In a lead article in the Saturday Vancouver Sun, Kim Pemberton reported many instances of persons convicted of various types of assaults, including sexual assault, receiving conditional sentences. She cited examples such as the case of Darren Ursel, the Langley man convicted of attacking a woman and sodomizing her with a racquetball racquet. The learned judge gave Ursel a conditional sentence of two years less a day, claiming he was not a sufficient risk to the community to put in jail.  


Say what?  


B.C. Attorney General Ujjal Dosanjh promptly stood up last week at the national chin wag of attorneys general in Montreal. He said he would be lobbying the federal government for changes to the Criminal Code to ensure violent offenders were not eligible for conditional sentencing. The A.G. is right as rain about that, but as usual, he stops short and doesn't address the real problem.  

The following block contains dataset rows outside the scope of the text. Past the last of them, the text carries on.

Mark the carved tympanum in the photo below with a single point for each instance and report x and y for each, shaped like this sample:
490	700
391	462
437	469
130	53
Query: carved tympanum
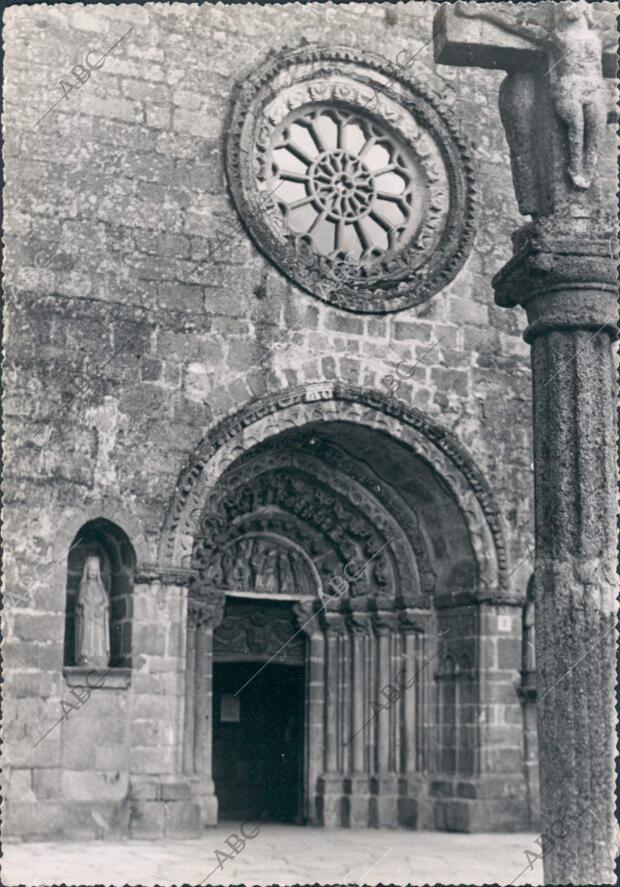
263	563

Pemberton's article touched on the fact many criminals who receive conditional sentences re-offend. In fact, in the first 11 months of 1997, almost 20% were back in front of the courts prior to the expiration of the original, conditional sentence.  


Judges are inappropriately applying conditional sentences to people who simply don't deserve any type of break. Take, for example, the case of Frederick Dion Lewis, one of North Vancouver's stalwart criminal types.  

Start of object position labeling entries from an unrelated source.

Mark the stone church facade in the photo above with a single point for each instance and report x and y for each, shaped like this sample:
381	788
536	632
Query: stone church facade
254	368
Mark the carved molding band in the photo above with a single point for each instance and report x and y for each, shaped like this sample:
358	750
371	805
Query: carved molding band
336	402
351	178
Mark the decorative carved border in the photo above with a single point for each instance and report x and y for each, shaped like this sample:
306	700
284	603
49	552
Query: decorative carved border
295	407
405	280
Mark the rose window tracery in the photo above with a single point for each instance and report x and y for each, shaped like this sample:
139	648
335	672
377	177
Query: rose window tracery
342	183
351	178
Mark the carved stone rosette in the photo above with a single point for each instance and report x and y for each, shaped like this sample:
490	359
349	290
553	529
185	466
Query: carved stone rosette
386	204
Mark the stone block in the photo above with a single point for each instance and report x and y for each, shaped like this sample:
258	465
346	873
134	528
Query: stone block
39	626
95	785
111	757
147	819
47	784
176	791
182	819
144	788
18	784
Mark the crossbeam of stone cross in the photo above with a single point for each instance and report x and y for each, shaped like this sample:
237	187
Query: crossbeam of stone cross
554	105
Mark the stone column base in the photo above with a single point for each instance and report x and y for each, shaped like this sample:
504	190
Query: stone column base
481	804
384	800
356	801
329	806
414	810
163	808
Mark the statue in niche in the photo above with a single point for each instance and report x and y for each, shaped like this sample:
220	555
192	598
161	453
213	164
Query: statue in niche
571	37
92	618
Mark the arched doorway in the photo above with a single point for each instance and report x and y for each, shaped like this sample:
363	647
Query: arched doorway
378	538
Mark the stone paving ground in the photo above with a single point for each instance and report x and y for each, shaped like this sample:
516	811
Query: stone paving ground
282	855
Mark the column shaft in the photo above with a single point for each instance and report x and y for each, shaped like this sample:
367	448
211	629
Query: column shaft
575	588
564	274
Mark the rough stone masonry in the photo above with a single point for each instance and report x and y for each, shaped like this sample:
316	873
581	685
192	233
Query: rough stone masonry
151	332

Here's a guy whose adult criminal record goes back 11 years. Not bad for someone who is only 26 years old. His record consists almost entirely of burglary and related offences. The longest sentence he has ever received during his life of crime was 18 months and that was in 1990. His pattern in life is clear; do a bunch of B&E's, get caught, do a little time, get probation and start all over again.  


In 1996, he was convicted of B&E with intent. He was sentenced to seven months and two years probation. In a perfect demonstration of the absolute futility of probation past the first or second conviction, this was the sixth time the courts have imposed a significant term of probation on Lewis. While on the latest probation period, he was again arrested while breaking into another house on Aug. 20, this summer.  


Fast forward to Nov. 7. Sentencing day for Lewis. Jail, you might suggest? Hardly. Two years less a day to be served conditionally in the community. Apparently, Judge Ellen Burdett didn't feel Lewis was a threat to the public.  


Despite his record stretching over every year since he became an adult. Despite the fact that he has been on probation virtually every day since he turned 17. Despite the fact he makes his living breaking into other people's houses, he got put right back into an unsuspecting community.  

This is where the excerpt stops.